Le livre de poche vient d’éditer, en mars 2025, le récit de Farida Khelfa (Albin Michel, 2024), connue tout autrement que par l’écriture, Une enfance française. En naviguant sur la toile, je découvre que tout le monde la connaît… sauf moi ! Je découvre… « Grande figure de la mode, Farida Khelfa est aussi réalisatrice et productrice de films ». Dans sa notice Wikipédia je lis : « elle est, à l’époque, le premier mannequin " beur" qui soit aussi exposé médiatiquement. (...)

Ce monde du bling bling n’est pas celui qui me sollicite, faisant mienne cette définition de l’usage familier du mot : « De style ostentatoire et clinquant, avec des objets coûteux et voyants ». (...)

Et pourtant… elle écrit ! Ai-je vraiment envie de lire cette autrice venant d’un monde dont j’ignore tout et tellement étranger à mes préoccupations ? La photo de couverture m’interpelle et je la retrouve dans son entièreté : (...)

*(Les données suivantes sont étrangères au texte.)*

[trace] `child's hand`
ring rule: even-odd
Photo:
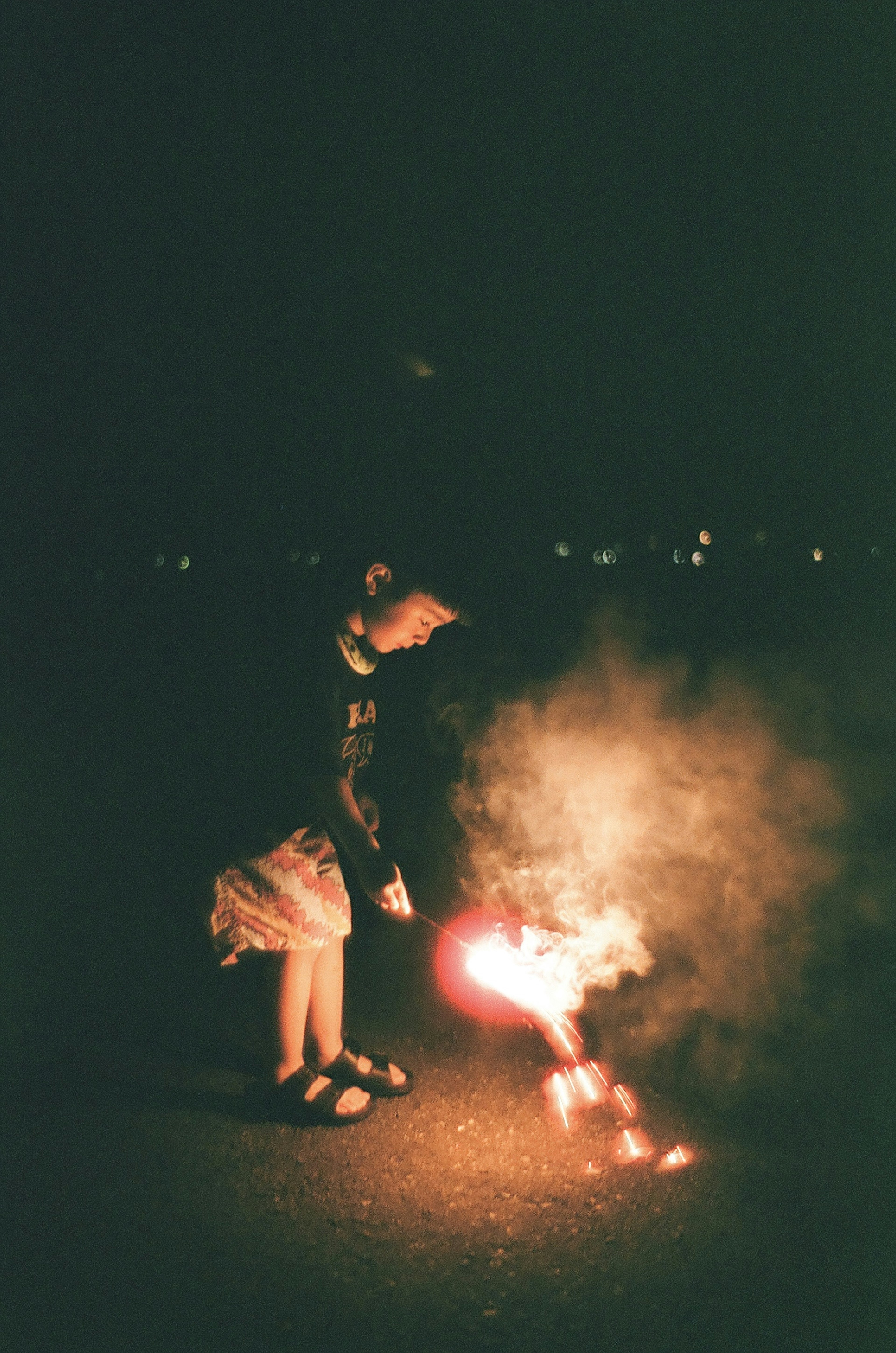
[[[411,915],[411,898],[408,897],[408,890],[404,886],[404,879],[401,878],[401,870],[397,865],[393,866],[395,878],[391,884],[384,888],[377,888],[370,893],[372,900],[381,907],[384,912],[392,912],[393,916],[409,916]]]

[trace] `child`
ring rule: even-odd
[[[372,1112],[374,1096],[412,1088],[411,1072],[342,1040],[342,946],[351,909],[337,846],[378,907],[411,915],[401,873],[376,838],[377,805],[362,789],[376,733],[372,678],[382,653],[426,644],[439,625],[465,620],[441,590],[420,572],[393,574],[384,563],[368,568],[359,598],[347,613],[342,607],[335,633],[322,640],[295,804],[293,820],[303,825],[215,879],[211,932],[222,962],[235,963],[249,948],[278,953],[273,1097],[277,1112],[295,1123],[355,1123]],[[314,1066],[304,1061],[305,1032],[316,1050]]]

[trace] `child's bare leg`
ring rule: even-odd
[[[280,958],[277,990],[277,1032],[280,1034],[280,1062],[276,1078],[280,1085],[304,1065],[305,1023],[316,948],[289,948]]]
[[[311,980],[311,1004],[308,1007],[311,1036],[318,1045],[320,1066],[324,1069],[342,1051],[342,944],[343,942],[338,939],[319,950]],[[369,1057],[361,1055],[358,1058],[358,1070],[365,1076],[372,1066],[373,1062]],[[389,1074],[395,1085],[401,1085],[407,1080],[401,1068],[393,1066],[392,1062],[389,1062]]]
[[[305,1027],[311,1019],[311,1034],[319,1049],[342,1050],[342,940],[323,948],[287,950],[280,969],[277,1000],[277,1027],[280,1032],[280,1063],[277,1084],[304,1066]],[[327,1061],[332,1061],[327,1057]],[[319,1076],[308,1086],[305,1099],[314,1097],[328,1085],[327,1076]],[[358,1114],[370,1095],[357,1085],[350,1086],[337,1101],[338,1114]]]
[[[315,950],[308,1024],[320,1066],[332,1062],[342,1051],[342,943],[334,939]]]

Présentée ainsi : « Deux ans après les marches des libertés, aussi appelées la " marche des beurs" par les médias. Une image juste pop, ni "communautaire" ni exotique, juste une jeune femme française forte, belle et bien dans son époque ». J’ai beaucoup lu sur « la marche des beurs » mais pas avec ce type d’illustration. Pourtant, ce qui m’incite à persévérer dans ma lecture est l’exergue, inattendue… citation de Peau noire, masques blancs de Frantz Fanon, inattendue car Fanon est tout… sauf bling bling ! :

« Dans le monde où je m’achemine, je me crée interminablement.

Je ne suis pas esclave de l’Esclavage qui déshumanisa mes pères.

Je ne suis pas prisonnier de l’Histoire.

Je ne dois pas y chercher le sens de ma destinée ».

Ces paroles fortes prises dans la conclusion du premier essai de Frantz Fanon ne sont pas là par hasard. Je dois continuer ma lecture, grâce à cette connivence dans laquelle l’autrice m’installe. Très vite une autre connivence surgit, glissée dans la 4ème de couverture, « immigrés algériens » : elle est en décalage avec le titre choisi, « une enfance française ». Cette fois, je suis en terrain plus familier et plus à même de m’embarquer dans la lecture.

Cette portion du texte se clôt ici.